Not Growing—Then Dying
If any business is not growing, it is dying. No business can stand still. It may appear to stand still and hold its own, but back of appearances the elements of decay are at work.
This is why successful business men so carefully compare every month's sales with the corresponding month of the previous year, and of every former year. It is why they pay so much attention to their annual volume of business, and annual profits, compared with the same items for previous years. They know that unless there is a healthy increase, there will be an inevitable unhealthy decrease. The first step of eventual failure is the absence of increase.
The business man who has been a hard worker, a plugger, and whose business is not progressing as it ought to, should not work harder.
Get Away and See Straight
He should take himself away from his business, not for the benefit of his health, although his health will improve; not for his pleasure, although he will have a great deal of pleasure ; not for sentiment, nor for a mere theory, but in order that he may be more valuable to his business, and make it a bigger success.
In taking himself away from his business temporarily, he should act on a definite, pre-arranged plan, somewhat as follows:
Question All Present Policies
First, he should, so far as possible, rid himself of all of his old notions about his business. He should put a question-mark after every policy which he has stuck to firmly as a good policy. He should set down in writing just what he has been doing in each department of his business. Do not try to write an essay. Just say on a rough piece of paper how each part of your business is handled ; describe the routine of what you have been doing. When you have gotten through, fold the paper up and put it in your pocket.
Take a Short Rest
Second: Take a couple of days of real pleasure to relax your mind and rest your body.
Visit Other Stores
Third : Take two weeks for travel, to visit other stores, if you are a retailer, or get acquainted with other people who are doing business like yourself. Or, go out and talk with customers of your own and of your competitors, and find out how those customers feel towards you and your competitors, and why they feel as they do.

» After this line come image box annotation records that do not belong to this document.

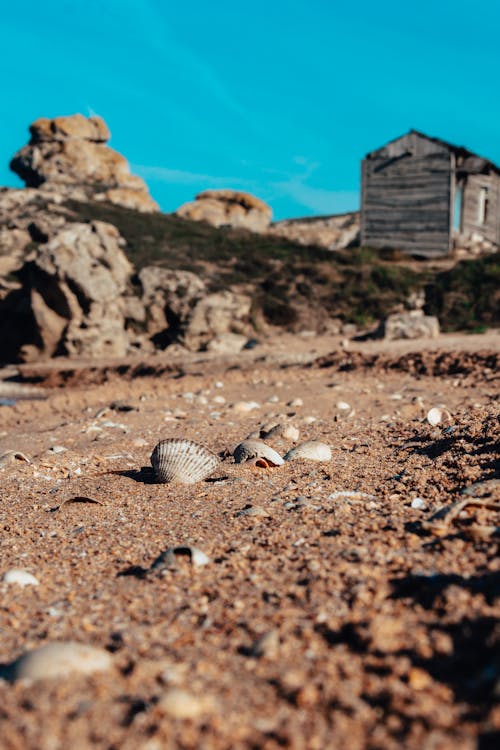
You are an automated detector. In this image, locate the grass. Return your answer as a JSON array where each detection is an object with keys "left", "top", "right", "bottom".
[{"left": 65, "top": 200, "right": 500, "bottom": 330}]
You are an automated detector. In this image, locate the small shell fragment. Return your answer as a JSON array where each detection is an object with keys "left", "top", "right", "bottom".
[
  {"left": 427, "top": 406, "right": 451, "bottom": 427},
  {"left": 0, "top": 641, "right": 112, "bottom": 682},
  {"left": 158, "top": 688, "right": 214, "bottom": 719},
  {"left": 151, "top": 546, "right": 210, "bottom": 572},
  {"left": 151, "top": 438, "right": 220, "bottom": 484},
  {"left": 2, "top": 568, "right": 40, "bottom": 587},
  {"left": 233, "top": 440, "right": 283, "bottom": 466},
  {"left": 0, "top": 451, "right": 31, "bottom": 469},
  {"left": 284, "top": 440, "right": 332, "bottom": 461}
]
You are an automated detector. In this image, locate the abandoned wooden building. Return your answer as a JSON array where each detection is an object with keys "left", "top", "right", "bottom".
[{"left": 361, "top": 130, "right": 500, "bottom": 257}]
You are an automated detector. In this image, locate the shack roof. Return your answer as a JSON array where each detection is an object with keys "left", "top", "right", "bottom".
[{"left": 365, "top": 129, "right": 500, "bottom": 174}]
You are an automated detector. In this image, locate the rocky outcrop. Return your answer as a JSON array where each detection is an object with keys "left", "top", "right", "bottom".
[
  {"left": 268, "top": 211, "right": 360, "bottom": 250},
  {"left": 176, "top": 190, "right": 272, "bottom": 233},
  {"left": 0, "top": 222, "right": 136, "bottom": 361},
  {"left": 10, "top": 115, "right": 159, "bottom": 212}
]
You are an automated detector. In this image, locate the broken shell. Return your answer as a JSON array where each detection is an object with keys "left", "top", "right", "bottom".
[
  {"left": 151, "top": 546, "right": 210, "bottom": 572},
  {"left": 0, "top": 641, "right": 112, "bottom": 682},
  {"left": 233, "top": 440, "right": 283, "bottom": 466},
  {"left": 284, "top": 440, "right": 332, "bottom": 461},
  {"left": 233, "top": 401, "right": 260, "bottom": 414},
  {"left": 2, "top": 568, "right": 40, "bottom": 587},
  {"left": 158, "top": 688, "right": 214, "bottom": 719},
  {"left": 151, "top": 438, "right": 220, "bottom": 484},
  {"left": 427, "top": 406, "right": 451, "bottom": 427},
  {"left": 0, "top": 451, "right": 31, "bottom": 469}
]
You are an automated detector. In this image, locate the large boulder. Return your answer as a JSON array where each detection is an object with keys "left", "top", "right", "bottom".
[
  {"left": 176, "top": 190, "right": 272, "bottom": 233},
  {"left": 0, "top": 221, "right": 136, "bottom": 360},
  {"left": 10, "top": 115, "right": 159, "bottom": 211},
  {"left": 269, "top": 211, "right": 360, "bottom": 250},
  {"left": 382, "top": 309, "right": 439, "bottom": 340}
]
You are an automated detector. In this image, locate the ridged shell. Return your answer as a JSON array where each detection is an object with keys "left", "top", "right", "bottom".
[
  {"left": 284, "top": 440, "right": 332, "bottom": 461},
  {"left": 427, "top": 406, "right": 451, "bottom": 427},
  {"left": 233, "top": 440, "right": 283, "bottom": 466},
  {"left": 151, "top": 438, "right": 219, "bottom": 484}
]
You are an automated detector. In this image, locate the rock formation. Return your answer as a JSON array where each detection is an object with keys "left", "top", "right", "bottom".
[
  {"left": 10, "top": 115, "right": 159, "bottom": 212},
  {"left": 176, "top": 190, "right": 272, "bottom": 233},
  {"left": 268, "top": 211, "right": 360, "bottom": 250}
]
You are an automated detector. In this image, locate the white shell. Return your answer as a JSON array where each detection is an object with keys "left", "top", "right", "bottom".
[
  {"left": 427, "top": 406, "right": 451, "bottom": 427},
  {"left": 2, "top": 568, "right": 40, "bottom": 586},
  {"left": 3, "top": 641, "right": 113, "bottom": 682},
  {"left": 233, "top": 440, "right": 283, "bottom": 466},
  {"left": 151, "top": 438, "right": 219, "bottom": 484},
  {"left": 284, "top": 440, "right": 332, "bottom": 461}
]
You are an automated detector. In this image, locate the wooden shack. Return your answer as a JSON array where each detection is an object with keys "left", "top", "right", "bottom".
[{"left": 361, "top": 130, "right": 500, "bottom": 257}]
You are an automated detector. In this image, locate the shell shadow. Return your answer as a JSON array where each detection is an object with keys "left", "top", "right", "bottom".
[{"left": 109, "top": 466, "right": 158, "bottom": 484}]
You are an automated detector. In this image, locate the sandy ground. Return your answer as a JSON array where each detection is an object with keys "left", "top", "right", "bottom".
[{"left": 0, "top": 333, "right": 500, "bottom": 750}]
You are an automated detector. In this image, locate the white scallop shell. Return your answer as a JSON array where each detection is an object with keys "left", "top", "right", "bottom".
[
  {"left": 151, "top": 438, "right": 219, "bottom": 484},
  {"left": 233, "top": 440, "right": 283, "bottom": 466},
  {"left": 284, "top": 440, "right": 332, "bottom": 461},
  {"left": 427, "top": 406, "right": 451, "bottom": 427}
]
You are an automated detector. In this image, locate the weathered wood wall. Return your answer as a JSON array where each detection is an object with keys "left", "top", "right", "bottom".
[
  {"left": 461, "top": 172, "right": 500, "bottom": 245},
  {"left": 361, "top": 133, "right": 453, "bottom": 257}
]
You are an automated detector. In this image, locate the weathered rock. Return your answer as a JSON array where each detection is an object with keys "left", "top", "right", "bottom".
[
  {"left": 268, "top": 211, "right": 360, "bottom": 250},
  {"left": 205, "top": 333, "right": 248, "bottom": 354},
  {"left": 176, "top": 190, "right": 272, "bottom": 232},
  {"left": 10, "top": 115, "right": 158, "bottom": 211},
  {"left": 383, "top": 310, "right": 439, "bottom": 340},
  {"left": 0, "top": 222, "right": 132, "bottom": 360},
  {"left": 182, "top": 291, "right": 252, "bottom": 351}
]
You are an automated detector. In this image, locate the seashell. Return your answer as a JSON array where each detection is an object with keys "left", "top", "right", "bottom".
[
  {"left": 0, "top": 641, "right": 112, "bottom": 682},
  {"left": 2, "top": 568, "right": 40, "bottom": 587},
  {"left": 427, "top": 406, "right": 451, "bottom": 427},
  {"left": 0, "top": 451, "right": 31, "bottom": 469},
  {"left": 151, "top": 547, "right": 210, "bottom": 573},
  {"left": 284, "top": 440, "right": 332, "bottom": 461},
  {"left": 233, "top": 401, "right": 260, "bottom": 414},
  {"left": 233, "top": 440, "right": 283, "bottom": 466},
  {"left": 158, "top": 687, "right": 215, "bottom": 719},
  {"left": 151, "top": 438, "right": 220, "bottom": 484}
]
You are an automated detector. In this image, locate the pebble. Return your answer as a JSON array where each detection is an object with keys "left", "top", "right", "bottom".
[
  {"left": 233, "top": 401, "right": 260, "bottom": 414},
  {"left": 158, "top": 688, "right": 213, "bottom": 719},
  {"left": 411, "top": 497, "right": 427, "bottom": 510},
  {"left": 0, "top": 641, "right": 113, "bottom": 682},
  {"left": 234, "top": 505, "right": 269, "bottom": 518},
  {"left": 283, "top": 440, "right": 332, "bottom": 461},
  {"left": 2, "top": 568, "right": 40, "bottom": 587}
]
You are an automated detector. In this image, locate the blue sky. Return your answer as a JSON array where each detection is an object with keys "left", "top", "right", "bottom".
[{"left": 0, "top": 0, "right": 500, "bottom": 219}]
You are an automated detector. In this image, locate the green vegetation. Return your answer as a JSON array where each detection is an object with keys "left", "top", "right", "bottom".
[
  {"left": 426, "top": 253, "right": 500, "bottom": 333},
  {"left": 65, "top": 201, "right": 500, "bottom": 330}
]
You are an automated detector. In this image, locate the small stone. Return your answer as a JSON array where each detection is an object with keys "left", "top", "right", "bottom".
[
  {"left": 2, "top": 568, "right": 40, "bottom": 587},
  {"left": 235, "top": 505, "right": 269, "bottom": 518},
  {"left": 0, "top": 641, "right": 113, "bottom": 682},
  {"left": 411, "top": 497, "right": 427, "bottom": 510},
  {"left": 158, "top": 688, "right": 213, "bottom": 719},
  {"left": 233, "top": 401, "right": 260, "bottom": 414}
]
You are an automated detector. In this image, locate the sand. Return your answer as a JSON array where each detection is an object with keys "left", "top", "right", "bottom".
[{"left": 0, "top": 334, "right": 500, "bottom": 750}]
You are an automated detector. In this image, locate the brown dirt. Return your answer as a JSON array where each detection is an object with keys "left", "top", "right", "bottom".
[{"left": 0, "top": 334, "right": 500, "bottom": 750}]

Fourth : Visit other kinds of business, just as a spectator, or as an interested inquirer. Ask questions. Do not try to remember all of the questions or answers. Have a little pad in your pocket, and jot down what you hear and see.
Think it all Over
Fifth : Then spend about a week thinking it all over. Do not try to think hard, just let it "come to you."
Take an Outsider's Viewpoint
Sixth : Now, go back to your business and look at it—not as your own business, but as an outsider. SEE—not just with your eyes, but with your mind, with your experience, with your judgment, with your imagination, with your future—see your business as a whole. Do not try to look at the little details, of how Tommy ties a bundle, or how Mamie spells a word, or how Jim washes the floor. Look at the business as an investment, as an enterprise.
Requires Less Than a Month
All this does not mean the great expenditure of time that you may think. Three and a half weeks, or less than a month, should suffice to carry out this plan in its entirety. Then when you do it, you will see how handicapping the mere planless plugging habit is for anybody at the head of a business, little or big. You will see how absolutely essential to growth and success is the habit of thinking in advance clearly and absolutely without prejudice, or fear, or preconceived notions, and then—in accordance with what you have thought out—organizing to put these plans into the most successful operation.